İngilizce bilmem... 1946 yılında Amerika'ya gitmiştim. Babamın Harvard bursu (Ph.D.) sáyesinde, altı yıl orada kalmış, türkçeden önce ingilizceyi öğrenmiş, ilkokulu orada okumuş, kolejde, ODTÜ'de tahsilimi sürdürmüştüm...
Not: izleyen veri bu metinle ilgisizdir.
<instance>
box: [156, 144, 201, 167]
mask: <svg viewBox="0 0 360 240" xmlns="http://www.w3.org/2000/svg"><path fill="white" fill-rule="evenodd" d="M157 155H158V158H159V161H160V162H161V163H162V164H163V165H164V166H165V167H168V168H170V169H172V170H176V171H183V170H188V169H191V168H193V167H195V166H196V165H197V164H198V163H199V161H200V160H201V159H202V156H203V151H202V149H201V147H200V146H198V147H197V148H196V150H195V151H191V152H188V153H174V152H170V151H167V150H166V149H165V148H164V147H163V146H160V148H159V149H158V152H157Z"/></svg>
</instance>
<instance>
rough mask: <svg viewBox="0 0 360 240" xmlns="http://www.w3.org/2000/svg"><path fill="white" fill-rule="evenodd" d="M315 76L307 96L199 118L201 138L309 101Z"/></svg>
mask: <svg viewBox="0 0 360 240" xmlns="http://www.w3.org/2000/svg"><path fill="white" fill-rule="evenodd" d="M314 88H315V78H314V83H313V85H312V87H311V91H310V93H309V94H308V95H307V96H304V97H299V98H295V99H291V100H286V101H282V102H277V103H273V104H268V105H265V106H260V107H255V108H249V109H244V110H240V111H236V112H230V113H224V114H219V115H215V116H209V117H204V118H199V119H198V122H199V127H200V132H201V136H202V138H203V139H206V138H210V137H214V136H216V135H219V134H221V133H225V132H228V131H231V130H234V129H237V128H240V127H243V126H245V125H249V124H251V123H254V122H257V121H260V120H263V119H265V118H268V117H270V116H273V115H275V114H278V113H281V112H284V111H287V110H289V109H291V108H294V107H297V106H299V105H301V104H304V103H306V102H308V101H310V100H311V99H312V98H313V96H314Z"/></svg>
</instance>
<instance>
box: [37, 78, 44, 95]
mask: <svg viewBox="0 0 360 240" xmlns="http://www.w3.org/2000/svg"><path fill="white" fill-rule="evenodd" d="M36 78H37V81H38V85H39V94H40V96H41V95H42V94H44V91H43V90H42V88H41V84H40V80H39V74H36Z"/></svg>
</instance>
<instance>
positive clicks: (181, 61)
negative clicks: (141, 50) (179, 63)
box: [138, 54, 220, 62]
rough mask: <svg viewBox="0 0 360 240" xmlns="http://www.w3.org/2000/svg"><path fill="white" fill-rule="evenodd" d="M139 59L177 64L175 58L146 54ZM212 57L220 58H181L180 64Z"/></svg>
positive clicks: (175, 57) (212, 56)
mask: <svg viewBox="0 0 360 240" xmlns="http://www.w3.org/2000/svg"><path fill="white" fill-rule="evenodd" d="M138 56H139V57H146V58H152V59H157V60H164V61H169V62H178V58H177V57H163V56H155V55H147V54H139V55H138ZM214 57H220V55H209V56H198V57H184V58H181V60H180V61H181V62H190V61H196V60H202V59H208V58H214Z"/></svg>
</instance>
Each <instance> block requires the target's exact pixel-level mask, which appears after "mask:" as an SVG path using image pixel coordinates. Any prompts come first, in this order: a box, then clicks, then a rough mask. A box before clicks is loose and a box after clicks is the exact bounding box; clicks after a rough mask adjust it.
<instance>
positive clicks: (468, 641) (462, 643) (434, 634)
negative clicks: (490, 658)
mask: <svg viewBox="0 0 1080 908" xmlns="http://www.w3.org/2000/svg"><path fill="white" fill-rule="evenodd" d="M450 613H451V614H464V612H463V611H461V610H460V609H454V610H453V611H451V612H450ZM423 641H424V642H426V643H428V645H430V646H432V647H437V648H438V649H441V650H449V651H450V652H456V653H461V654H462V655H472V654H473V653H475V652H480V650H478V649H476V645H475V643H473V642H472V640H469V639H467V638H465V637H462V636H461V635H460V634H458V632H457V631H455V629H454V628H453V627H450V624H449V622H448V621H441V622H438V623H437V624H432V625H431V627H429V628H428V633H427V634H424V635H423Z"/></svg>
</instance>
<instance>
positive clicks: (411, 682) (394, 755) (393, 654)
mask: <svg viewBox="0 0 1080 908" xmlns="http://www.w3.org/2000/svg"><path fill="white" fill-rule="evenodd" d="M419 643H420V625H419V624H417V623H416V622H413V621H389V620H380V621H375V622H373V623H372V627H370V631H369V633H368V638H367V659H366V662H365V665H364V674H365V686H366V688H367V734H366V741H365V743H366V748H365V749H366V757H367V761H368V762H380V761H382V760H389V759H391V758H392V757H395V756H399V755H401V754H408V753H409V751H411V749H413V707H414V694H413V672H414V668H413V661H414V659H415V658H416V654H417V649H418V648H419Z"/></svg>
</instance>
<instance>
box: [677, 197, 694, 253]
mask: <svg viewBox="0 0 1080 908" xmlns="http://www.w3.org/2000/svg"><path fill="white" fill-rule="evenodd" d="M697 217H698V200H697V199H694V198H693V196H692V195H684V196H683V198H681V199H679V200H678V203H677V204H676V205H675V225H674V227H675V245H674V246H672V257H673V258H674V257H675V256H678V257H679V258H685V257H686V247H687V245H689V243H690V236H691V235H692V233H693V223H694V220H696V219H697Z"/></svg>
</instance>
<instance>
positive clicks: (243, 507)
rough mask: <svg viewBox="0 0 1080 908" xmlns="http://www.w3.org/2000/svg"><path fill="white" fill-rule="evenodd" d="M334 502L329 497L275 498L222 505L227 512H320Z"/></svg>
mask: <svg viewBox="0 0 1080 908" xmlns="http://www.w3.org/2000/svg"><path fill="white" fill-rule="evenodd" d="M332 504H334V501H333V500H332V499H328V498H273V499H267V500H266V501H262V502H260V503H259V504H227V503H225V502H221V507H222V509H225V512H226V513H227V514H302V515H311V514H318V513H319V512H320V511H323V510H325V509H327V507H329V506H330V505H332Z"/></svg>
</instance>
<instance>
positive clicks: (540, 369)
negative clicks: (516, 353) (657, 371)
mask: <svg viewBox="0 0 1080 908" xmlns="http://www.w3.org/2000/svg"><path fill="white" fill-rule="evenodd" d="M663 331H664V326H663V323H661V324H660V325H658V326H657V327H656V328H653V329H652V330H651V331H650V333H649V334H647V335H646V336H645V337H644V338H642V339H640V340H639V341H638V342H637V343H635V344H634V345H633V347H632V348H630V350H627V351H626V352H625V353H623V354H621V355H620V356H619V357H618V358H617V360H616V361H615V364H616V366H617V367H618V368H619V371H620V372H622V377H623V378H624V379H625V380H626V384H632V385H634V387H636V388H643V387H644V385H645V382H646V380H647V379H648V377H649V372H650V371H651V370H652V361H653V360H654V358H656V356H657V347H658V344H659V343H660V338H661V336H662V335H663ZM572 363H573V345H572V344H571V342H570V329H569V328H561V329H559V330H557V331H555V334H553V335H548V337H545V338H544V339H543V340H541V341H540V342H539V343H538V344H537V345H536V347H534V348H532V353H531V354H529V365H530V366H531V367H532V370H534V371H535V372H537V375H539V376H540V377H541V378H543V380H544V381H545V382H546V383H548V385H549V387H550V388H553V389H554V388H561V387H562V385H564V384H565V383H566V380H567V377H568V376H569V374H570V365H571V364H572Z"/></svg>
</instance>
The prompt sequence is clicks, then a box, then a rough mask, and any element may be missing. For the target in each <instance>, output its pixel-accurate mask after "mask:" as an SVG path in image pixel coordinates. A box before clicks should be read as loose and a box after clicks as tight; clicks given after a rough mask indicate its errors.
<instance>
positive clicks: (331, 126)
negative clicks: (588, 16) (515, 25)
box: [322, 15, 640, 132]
Hızlandırılmış ilkokullarda yarım yamalak yabancı dil öğrenip ‘‘ingilizce profesörü’’ olanlara, methiyeci-mersiyecilere sahip çıkanlara láf söylemek benim ne haddime?

* * *

F-Tipi cezaevlerini ben ne bilirim?

Bilmem, onların askeri eşdeğerinde on ay konuşlandırıldıydım...

KHK'leri ben ne bilirim?

Bilmem, ama, MHP'ye bağlı tarım, sanayi-ticaret, milli savunma, ulaştırma, sağlık ve bayındırlık bakanlıklarında nasıl bir örgütlenme-kadrolaşma olabileceğini kestirecek kadar sezgiliyim, peşin hükümlüyüm...

* * *

İsimsiz bir okuyucum, ‘‘Anlamadığını, bilmediğini sen söylüyorsun... Bilmediğin konularda konuşma, yazma!’’ diyor.

İsim vermiyor, çünkü, korkaklar anonimliğe sığınır.

Ulan dangalak! Senin bildiğinden, öğrenebileceğinden daha fazlasını çoktan unuttum ben!